U.S. Gas Glut Disappearing
U.S. natural gas prices have risen by a third since hitting a two-decade low in the first quarter, amid signs supply and demand are rebalancing and excess stocks left over from an unusually warm winter are being worked down.
The volume of gas in working storage hit a record 4.01 trillion cubic feet in November 2015 and is still at 3.18 trillion cubic feet, according to the U.S. Energy Information Administration (tmsnrt.rs/29AF787).
Gas stocks are 513 billion cubic feet (19 percent) higher than in the same week in 2015. But the build has shrunk steadily from a record 1.014 trillion cubic feet (69 percent) in March (tmsnrt.rs/29tgsGw).
In response to the earlier slide in prices, the number of rigs drilling for oil and gas across the United States has fallen to the lowest level since World War Two.
By the start of June 2016, there were just 82 rigs drilling for gas, down from over 300 in June 2014, according to services company Baker Hughes.
Output from the unusually productive wells drilled into the Marcellus and Utica shale formations underneath Pennsylvania and Ohio has continued to increase.
But output from older gas-producing states including Texas, Louisiana and Oklahoma has fallen sharply as drilling activity has dried up.
For the United States as a whole, there are no longer enough new oil and gas wells being drilled to replace declining gas output from old wells.
Gross withdrawals of gas from wells were down by nearly 2 percent in April 2016 compared with the same month in 2015 (tmsnrt.rs/29tgDSs).
At the same time, gas consumption is rising, with deliveries to industrial customers and electric power producers sharply up.
Cheap gas has accelerated the structural shift away from coal combustion in electricity production while encouraging the expansion of more gas-intensive industrial processes.
In the short term, the developing imbalance between production and consumption was masked by an unusually warm winter in 2015/16.
Mild weather cut residential and commercial heating demand for gas and left the market carrying unusually high stocks by March 2016.
But the mild weather was at least partially down to the presence of El Nino in the Pacific. As El Nino fades and is replaced by La Nina, the winter of 2016/17 will almost certainly be colder, boosting gas demand.
Declining output while consumption is increasing is clearly unsustainable. As President Richard Nixon’s chief economic advisor Herbert Stein wrote: “If something cannot go on forever, it will stop”.
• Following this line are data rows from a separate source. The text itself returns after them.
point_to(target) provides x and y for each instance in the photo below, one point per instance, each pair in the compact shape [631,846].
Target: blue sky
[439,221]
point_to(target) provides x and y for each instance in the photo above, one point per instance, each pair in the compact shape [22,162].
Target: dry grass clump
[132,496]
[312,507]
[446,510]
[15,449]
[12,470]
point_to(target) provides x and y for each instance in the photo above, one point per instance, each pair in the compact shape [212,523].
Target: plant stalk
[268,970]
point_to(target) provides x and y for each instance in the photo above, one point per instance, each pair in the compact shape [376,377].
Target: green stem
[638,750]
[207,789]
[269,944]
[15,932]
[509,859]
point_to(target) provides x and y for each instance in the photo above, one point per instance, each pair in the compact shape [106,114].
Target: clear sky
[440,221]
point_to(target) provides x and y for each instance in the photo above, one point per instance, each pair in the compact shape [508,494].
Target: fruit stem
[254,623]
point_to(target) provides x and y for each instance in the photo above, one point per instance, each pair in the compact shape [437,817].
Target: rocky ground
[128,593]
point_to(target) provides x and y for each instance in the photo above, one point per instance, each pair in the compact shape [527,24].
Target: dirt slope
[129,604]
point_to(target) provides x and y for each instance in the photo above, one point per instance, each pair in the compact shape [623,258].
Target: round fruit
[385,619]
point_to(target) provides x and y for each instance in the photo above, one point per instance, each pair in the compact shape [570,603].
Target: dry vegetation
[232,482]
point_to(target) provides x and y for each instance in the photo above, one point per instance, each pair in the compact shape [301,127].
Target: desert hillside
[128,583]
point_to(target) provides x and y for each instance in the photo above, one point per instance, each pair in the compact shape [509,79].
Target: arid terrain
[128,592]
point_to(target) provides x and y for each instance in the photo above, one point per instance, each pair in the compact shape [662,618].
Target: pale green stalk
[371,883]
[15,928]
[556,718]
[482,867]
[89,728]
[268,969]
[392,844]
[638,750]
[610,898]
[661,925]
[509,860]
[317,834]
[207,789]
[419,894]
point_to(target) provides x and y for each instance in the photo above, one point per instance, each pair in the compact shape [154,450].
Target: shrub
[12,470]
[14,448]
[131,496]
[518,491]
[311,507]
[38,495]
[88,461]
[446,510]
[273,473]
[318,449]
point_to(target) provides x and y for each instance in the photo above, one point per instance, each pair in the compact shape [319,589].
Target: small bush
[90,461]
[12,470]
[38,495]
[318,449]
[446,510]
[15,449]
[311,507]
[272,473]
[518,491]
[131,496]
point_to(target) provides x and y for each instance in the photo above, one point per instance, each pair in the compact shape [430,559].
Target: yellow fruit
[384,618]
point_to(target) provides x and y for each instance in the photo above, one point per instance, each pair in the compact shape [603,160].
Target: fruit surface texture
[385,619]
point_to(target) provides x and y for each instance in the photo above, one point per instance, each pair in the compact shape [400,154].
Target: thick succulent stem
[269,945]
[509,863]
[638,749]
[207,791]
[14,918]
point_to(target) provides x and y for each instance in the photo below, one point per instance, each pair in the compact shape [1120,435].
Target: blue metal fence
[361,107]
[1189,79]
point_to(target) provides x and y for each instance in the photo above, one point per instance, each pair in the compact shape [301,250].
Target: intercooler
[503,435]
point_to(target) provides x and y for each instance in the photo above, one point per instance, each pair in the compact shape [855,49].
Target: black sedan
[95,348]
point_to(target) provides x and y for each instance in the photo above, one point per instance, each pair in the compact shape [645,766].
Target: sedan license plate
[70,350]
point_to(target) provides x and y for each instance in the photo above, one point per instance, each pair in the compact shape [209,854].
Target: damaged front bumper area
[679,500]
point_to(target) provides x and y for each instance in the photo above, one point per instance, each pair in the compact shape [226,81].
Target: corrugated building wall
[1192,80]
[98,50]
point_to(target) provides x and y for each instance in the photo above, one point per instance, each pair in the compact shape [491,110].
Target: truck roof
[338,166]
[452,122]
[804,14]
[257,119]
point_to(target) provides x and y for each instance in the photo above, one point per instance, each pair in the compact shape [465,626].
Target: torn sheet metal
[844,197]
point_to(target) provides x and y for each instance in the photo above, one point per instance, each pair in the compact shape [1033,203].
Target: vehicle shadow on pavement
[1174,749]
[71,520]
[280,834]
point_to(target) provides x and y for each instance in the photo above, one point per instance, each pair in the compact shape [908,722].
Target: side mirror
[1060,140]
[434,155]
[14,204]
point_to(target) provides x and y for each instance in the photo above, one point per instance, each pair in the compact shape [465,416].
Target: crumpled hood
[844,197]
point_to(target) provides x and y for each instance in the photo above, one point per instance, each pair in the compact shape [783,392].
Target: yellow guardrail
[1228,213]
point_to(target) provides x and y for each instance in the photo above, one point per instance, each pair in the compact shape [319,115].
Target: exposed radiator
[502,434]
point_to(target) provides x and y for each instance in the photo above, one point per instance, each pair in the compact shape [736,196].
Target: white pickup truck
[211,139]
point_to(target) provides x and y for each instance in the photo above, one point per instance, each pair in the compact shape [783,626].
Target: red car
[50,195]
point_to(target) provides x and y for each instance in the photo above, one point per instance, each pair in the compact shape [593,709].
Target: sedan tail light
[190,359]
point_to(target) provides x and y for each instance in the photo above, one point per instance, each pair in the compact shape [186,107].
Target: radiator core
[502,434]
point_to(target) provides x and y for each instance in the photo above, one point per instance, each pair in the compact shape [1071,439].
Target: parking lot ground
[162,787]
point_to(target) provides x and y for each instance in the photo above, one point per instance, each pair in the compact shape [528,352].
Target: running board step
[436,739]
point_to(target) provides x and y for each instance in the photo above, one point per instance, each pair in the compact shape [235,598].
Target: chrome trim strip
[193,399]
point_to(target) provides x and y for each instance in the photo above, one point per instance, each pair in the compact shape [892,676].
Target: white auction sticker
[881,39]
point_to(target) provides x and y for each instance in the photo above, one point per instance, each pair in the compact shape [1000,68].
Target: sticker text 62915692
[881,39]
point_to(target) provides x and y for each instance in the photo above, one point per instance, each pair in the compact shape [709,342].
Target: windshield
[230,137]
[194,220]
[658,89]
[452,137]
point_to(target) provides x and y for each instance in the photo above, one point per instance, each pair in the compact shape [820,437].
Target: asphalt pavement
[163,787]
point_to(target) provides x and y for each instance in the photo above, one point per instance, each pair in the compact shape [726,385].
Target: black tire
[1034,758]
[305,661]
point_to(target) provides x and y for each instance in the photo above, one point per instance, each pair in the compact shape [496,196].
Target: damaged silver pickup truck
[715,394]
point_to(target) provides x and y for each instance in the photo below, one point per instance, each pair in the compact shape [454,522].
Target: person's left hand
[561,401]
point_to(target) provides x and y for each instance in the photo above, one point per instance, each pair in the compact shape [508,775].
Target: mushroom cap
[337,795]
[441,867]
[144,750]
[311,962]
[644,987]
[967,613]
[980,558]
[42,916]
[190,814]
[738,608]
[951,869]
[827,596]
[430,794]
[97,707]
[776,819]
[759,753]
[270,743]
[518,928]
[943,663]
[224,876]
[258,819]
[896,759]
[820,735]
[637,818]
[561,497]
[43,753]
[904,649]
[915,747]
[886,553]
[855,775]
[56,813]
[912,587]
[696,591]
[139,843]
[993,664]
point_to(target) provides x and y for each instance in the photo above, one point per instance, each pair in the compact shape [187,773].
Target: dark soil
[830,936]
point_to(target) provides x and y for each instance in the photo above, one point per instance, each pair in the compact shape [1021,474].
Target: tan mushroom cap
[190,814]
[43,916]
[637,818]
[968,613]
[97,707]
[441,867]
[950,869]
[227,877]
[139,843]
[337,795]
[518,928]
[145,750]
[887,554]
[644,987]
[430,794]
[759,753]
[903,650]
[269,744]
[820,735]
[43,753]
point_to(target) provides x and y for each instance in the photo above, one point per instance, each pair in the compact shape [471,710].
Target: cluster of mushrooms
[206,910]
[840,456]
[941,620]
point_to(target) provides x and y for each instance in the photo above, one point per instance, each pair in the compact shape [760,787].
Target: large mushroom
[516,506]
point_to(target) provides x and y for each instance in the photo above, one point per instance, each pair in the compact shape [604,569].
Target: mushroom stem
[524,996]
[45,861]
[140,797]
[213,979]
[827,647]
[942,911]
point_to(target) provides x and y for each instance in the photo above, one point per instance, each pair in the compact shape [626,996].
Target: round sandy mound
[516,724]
In the medium term, there will have to be more oil and gas drilling to stabilize gas production and meet growing demand, and that requires higher prices for oil, gas and hydrocarbon liquids.
Futures prices are already anticipating a tighter supply-demand-stocks balance at the end of next winter. Futures prices for gas delivered in March 2017 have risen 31 percent from $2.50 to $3.28 per million British thermal units (tmsnrt.rs/29thaDE).
The rise in oil and gas prices over the last four months has sparked a small increase in the number of rigs drilling, though so far mostly targeting oil-rich rather than gas-rich formations.
But moving the market onto a more sustainable supply-demand-stocks trajectory will likely require the rise in oil and gas prices to be sustained and extended to support more drilling activity while curbing consumption growth and exports.